After returning to the UK in her early 20s, at a time when it was “just so difficult” for aspiring barristers to get a place in chambers, Onatade began a career in the civil service.
As it turned out, her interest in the law meant she’d spend many years in chambers anyway: judges’ chambers. After working in roles helping vulnerable people for the Public Trustee, then working with magistrates, Onatade began as a clerk at the Royal Courts of Justice.
“If I’m not mistaken when I joined the Royal Courts, I was the first black clerk they had,” she says. “And I was the first clerk they had that had a degree, because most of the clerks then were ex-Army, ex-Navy, ex-Police. Middle-aged or elderly white guys.”
The justices were aware how intimidating the courts could be, particularly for those who don’t see anyone that looks like them, recalls Onatade. Before she moved across to the Family Division, she was sometimes asked by her judge to go sit in the court.
“I’d go in, and there’d be a black family. He wanted me in there to reassure the family and make them realise there were black people working in the building. Sometimes they’d talk to me instead of the usher, because it set their minds at ease.”

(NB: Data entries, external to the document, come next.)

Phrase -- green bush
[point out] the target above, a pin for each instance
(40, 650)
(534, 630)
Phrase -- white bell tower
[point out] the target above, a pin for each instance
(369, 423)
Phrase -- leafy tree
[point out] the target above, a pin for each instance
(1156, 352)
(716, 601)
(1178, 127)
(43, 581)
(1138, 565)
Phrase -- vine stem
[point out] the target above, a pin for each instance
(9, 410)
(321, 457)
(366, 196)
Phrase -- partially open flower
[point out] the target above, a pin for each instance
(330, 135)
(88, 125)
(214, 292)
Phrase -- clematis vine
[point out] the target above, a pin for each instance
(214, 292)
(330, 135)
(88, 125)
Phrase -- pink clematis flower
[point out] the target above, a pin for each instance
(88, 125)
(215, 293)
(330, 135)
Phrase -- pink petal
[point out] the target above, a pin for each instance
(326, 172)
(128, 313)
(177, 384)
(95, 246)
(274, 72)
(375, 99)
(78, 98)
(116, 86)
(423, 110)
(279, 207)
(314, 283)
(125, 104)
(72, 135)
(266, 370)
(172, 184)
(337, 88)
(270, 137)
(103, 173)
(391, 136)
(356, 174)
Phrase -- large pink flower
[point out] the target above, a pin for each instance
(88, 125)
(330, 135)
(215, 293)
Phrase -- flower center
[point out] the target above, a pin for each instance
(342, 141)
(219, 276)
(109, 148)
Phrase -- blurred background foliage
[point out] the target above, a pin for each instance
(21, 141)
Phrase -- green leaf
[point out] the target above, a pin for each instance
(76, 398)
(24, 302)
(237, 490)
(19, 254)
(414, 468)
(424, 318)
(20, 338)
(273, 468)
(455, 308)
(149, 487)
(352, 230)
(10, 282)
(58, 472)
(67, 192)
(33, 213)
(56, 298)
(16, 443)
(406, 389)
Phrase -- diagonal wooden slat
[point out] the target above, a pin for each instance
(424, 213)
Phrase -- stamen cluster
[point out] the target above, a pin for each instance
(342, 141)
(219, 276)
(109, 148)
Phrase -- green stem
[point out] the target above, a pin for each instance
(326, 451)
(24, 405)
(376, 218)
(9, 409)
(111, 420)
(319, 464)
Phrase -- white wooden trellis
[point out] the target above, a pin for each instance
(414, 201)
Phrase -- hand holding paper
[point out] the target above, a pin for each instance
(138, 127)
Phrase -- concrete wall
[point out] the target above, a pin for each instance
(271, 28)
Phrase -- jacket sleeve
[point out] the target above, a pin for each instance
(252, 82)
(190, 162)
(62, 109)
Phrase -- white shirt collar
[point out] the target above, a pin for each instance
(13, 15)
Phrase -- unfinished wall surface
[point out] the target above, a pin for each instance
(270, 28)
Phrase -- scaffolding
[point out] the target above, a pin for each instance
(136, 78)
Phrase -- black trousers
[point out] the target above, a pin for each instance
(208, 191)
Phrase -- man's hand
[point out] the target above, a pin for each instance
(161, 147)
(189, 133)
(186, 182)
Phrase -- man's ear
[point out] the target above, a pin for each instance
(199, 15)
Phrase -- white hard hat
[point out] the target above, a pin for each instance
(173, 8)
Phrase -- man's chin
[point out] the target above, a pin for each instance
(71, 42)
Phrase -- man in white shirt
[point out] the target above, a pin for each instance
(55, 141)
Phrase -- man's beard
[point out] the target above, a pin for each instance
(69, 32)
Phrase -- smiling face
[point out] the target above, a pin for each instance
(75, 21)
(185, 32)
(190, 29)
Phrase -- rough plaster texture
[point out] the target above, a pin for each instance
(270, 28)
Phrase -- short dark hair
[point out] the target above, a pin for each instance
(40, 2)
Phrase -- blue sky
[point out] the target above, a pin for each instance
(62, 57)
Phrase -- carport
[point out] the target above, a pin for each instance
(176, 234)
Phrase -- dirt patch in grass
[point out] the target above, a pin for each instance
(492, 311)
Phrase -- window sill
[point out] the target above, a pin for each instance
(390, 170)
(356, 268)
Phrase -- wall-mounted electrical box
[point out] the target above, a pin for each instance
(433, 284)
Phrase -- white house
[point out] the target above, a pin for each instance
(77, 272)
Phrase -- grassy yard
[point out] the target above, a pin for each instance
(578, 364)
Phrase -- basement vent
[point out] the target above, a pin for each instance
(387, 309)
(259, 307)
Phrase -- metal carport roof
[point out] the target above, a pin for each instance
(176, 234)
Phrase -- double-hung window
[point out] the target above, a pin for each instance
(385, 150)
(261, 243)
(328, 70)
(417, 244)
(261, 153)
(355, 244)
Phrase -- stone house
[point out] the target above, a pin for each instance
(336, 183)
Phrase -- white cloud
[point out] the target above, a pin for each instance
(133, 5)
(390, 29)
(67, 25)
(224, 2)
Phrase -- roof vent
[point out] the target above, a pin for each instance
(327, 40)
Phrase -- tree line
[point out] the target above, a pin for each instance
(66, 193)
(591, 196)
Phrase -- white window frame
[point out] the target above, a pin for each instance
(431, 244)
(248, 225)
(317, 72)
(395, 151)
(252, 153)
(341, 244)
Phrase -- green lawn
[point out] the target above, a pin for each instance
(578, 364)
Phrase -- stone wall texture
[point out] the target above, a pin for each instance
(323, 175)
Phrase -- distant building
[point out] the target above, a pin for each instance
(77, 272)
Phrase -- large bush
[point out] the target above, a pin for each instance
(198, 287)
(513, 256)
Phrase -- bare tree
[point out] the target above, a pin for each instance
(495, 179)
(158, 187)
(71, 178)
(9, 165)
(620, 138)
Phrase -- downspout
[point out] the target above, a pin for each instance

Early on, Onatade was also a clerk in the Court of Appeal for Justice (now Baroness) Hale, who’d later go on to the House of Lords then become President of the Supreme Court. It would prove to be an enduring working relationship, and friendship, through various roles.
After her years with the President of the Family Division, managing all the clerks, Onatade re-joined Lady Hale as Office Manager for the Law Lords at the House of Lords, then moved with her (as Head of Judicial Support) when the Supreme Court was established in 2009.
More than twenty years on, Onatade still loves the law, and how her career has unfolded – in a different way than she ever envisaged when studying for her law diploma in Nigeria.
“I like seeing the law at work. Where I am now, because the decisions made can affect the country, it sometimes is exciting. And sometimes, you just can’t believe this is happening.”